17 i 18 dzień z książkami
Dzień 17 - Książka, którą sfilmowano i zrobiono to
źle
W tym wypadku też nie będę się
wahać. Z całą pewnością źle sfilmowano „Atramentowe serce” Cornelli Funke i już
chyba wolałabym, by ten film nie powstał wcale! Funke (moim zdaniem jedna z obecnie najlepszych i najciekawszych pisarek dla młodego czytelnika) ma jakoś pecha do
filmowych wersji swoich opowieści, a przecież jej książki to cuda w okładkach.
W każdym razie Meggie i Mo nie zasługiwali na to, co im zrobiono tym filmem.

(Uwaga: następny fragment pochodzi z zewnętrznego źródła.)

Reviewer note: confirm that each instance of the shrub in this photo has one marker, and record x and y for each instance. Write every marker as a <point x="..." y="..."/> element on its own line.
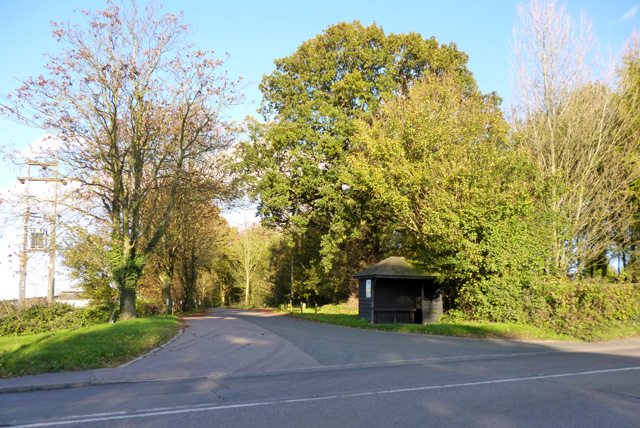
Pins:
<point x="575" y="307"/>
<point x="44" y="318"/>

Dzień 18 -Twoja ukochana książka, której już nie
można kupić
Znów się powtórzę, ale „Księga
Diny” Herbiorg Wassmo. Jedno wydanie (w 1999 roku?, nie pamiętam dokładnie) i
żadnych wznowień. Absolutnie żadnych. Gdzie ja nie szukałam tej powieści, w ilu
antykwariatach nie pytałam. A cena proponowana przez allegro (120-220 złotych),
nie jest na moją kieszeń. Niestety. Wydać takie pieniądze na książkę? Chyba
nigdy mi się to nie zdarzy. Szczyt… bo ja wiem? Rozrzutności. To chyba dobre
słowo.
Nie czytałam i nie oglądałam, ale poszukam książek :)
OdpowiedzUsuńGorąco zachęcam do zapoznania się z obiema pozycjami. Osobiście uważam, że naprawdę warto. Serdeczności :).
UsuńAtramentowe serce najpierw obejrzałam i podobało mi się, ale kiedy przeczytałam to już wiedziałam, że film się nie umywa do książki.